The up in writing

Share:

Last week I moaned about the unintended side effects of the term imposter syndrome. Maybe I’m just feeling generally a bit browned off because I also caught myself this week revisiting old irrits about the term “writing up”. It’s nostalgic niggle time.

I was thinking about the fun Barbara Kamler and I used to have with “writing up” in our workshops. To be fair, we used to have fun with most things. Soup. Shoes. Jewellery. But especially with “writing up”.

Writing up – why up? we used to say. Why not down? Writing down, isn’t that what we do? Getting it down on paper, getting down and dirty with all the words, getting down before we rise up again? How about writing around? Lots of us experience that, we go around and around and around (short break for singing) until we giddily land somewhere. Or how about writing into, many of us have to write ourselves into that final text. We start off tentative, knowing some bits and not others, and then get into it, stuck in rather than stuck.

So why writing up?

Well of course, we had to acknowledge writing up is the term used to describe a stage in research, and particularly the doctorate. I’m writing up says I’m in the later stage of the work, I’m now constructing The Big Book, I’m not out and about, I’m at my desk and I’m scribbling away. Congratulate me I’ve reached the writing up stage, the end is nigh. ( Yes it is. Hooray. Keep going. You can do it. ). Bear with me if I’m like the proverbial bear with the sore head, I’m writing up (Yes, writing can do that to you. Us too. After all, 100k words is no mean feat.)

But, we said, often in chorus, that’s fine as long as it doesn’t mean that we give the impression, we believe, we tell ourselves, that writing only comes at the end of the research and the end of the doctorate. We actually write all the way through the research and doctoral process, or at least it’s better if we do. Yes, there’s something particular and challenging about producing the thesis at the end – but is that best captured in the word up? Or writing up?

And, we’d say putting on serious faces, the term writing up can also be interpreted as meaning that we have actually finished with the thinking work … all we need to do now is write it up. The research is done, dusted, lay down misere. No worries, right?  Only putting the words on paper to go.

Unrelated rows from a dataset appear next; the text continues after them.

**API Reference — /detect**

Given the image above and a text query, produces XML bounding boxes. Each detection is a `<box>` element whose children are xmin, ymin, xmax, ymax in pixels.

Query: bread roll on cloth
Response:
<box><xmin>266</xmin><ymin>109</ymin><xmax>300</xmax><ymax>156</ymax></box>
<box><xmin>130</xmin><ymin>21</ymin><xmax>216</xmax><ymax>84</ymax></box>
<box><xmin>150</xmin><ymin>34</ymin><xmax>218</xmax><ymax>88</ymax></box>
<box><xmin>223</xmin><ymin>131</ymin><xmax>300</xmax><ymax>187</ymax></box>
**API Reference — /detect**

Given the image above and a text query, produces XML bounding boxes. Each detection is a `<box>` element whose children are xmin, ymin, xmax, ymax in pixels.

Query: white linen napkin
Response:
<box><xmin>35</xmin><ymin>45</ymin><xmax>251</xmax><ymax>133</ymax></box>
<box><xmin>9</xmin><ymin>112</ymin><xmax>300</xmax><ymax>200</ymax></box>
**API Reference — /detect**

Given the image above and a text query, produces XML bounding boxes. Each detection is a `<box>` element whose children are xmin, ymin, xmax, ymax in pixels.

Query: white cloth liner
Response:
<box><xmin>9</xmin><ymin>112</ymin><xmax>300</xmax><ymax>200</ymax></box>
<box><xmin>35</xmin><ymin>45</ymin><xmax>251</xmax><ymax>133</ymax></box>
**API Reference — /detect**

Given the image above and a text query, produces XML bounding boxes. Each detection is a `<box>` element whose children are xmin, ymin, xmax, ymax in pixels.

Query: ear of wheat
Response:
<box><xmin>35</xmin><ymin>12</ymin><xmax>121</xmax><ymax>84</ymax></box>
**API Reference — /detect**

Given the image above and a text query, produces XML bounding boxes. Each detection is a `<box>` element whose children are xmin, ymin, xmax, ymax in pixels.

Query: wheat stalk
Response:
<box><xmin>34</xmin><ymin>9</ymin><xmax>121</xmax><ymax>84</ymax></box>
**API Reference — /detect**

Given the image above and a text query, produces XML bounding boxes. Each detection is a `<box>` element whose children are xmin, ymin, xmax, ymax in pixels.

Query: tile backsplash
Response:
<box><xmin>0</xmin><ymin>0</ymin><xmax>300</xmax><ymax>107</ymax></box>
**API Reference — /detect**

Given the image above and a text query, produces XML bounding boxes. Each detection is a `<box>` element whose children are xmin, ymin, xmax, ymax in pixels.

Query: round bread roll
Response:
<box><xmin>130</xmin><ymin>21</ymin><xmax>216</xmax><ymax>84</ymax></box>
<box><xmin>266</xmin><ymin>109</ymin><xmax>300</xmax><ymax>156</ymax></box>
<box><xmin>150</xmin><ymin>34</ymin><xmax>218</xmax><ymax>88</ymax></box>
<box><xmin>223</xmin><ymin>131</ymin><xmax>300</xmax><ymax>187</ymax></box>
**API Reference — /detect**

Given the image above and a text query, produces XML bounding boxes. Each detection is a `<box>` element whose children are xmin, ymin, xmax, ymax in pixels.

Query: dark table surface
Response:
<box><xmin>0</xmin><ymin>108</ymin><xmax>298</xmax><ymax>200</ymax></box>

That interpretation really trivialises the very hard work involved in creating text.

And perhaps the thinking is not actually all completed. Of course there are some bits of the thesis that are – we know what we did, for instance and writing about our methods and process can be a matter of crafting the well-known. And there may be other bits of the thesis that we feel pretty secure about. But most of the time, despite our best planning, abstract, tiny texts, storyboards, mind-maps and accumulation files, there’s still some thinking work left to do. And then some. Writing up doesn’t mean all of the thinking work is over. Writing a thesis is often thinking with and through the writing. Writing with. Writing in the middle. Writing through. Writing beyond.

Well, hardly surprising that Barbara and my clownish performances didn’t lead to change. After all, we never came up with a term good enough to replace “writing up”. Even putting our objections on paper in our first book (2006) didn’t make a dent in its popularity. B and P weak, writing up strong. Our categorical failure was/is because the term does do very helpful work when used as a fairly clear stage of the research.

Ah, but the term still niggles. I twitch when I hear it. I even occasionally find myself starting to use it and then pull myself up short. However, the term writing up is simply ubiquitous and widely understood. It’s part of the scholarly lexicon. Well, OK then. I give up. I hear you and I understand what you are saying. But don’t expect me to utter these words. I may put up with it, but you’ll never get me to like “writing up”.